Member of the Maine House of Representatives from the 27th district
- In office December 5, 2012 – August 16, 2020
- Preceded by: Jane Knapp
- Succeeded by: Kyle Bailey

Personal details
- Born: September 28, 1985 (age 40)
- Party: Democratic

= Andrew McLean (American politician) =

American politician

Andrew McLean (born September 28, 1985) is an American politician from New Hampshire. McLean, a Democrat, was elected to the Maine House of Representatives in 2012 and served four terms. He represented the 27th House District, which includes part of Gorham. Shortly before becoming term-limited in 2020, McLean resigned his seat in August 2020 after completing his Juris Doctor degree at University of Maine School of Law to take a position as a law clerk for the York County Superior Court in Maine.
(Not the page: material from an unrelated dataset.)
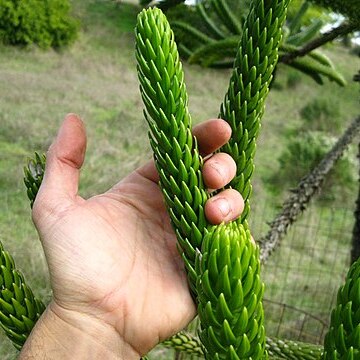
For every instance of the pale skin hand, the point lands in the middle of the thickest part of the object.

He is openly gay. He was one of six openly gay members of the Maine Legislature, alongside Sen. Justin Chenette (D–Saco) and Reps. Matt Moonen (D–Portland), Ryan Fecteau (D–Biddeford), Lois Galgay Reckitt (D–South Portland) and Craig Hickman (D–Winthrop). While in the Maine Legislature, McLean chaired the Joint Standing Committee on Transportation for six years. In August 2021, McLean began work as a transportation policy specialist with CDM Smith.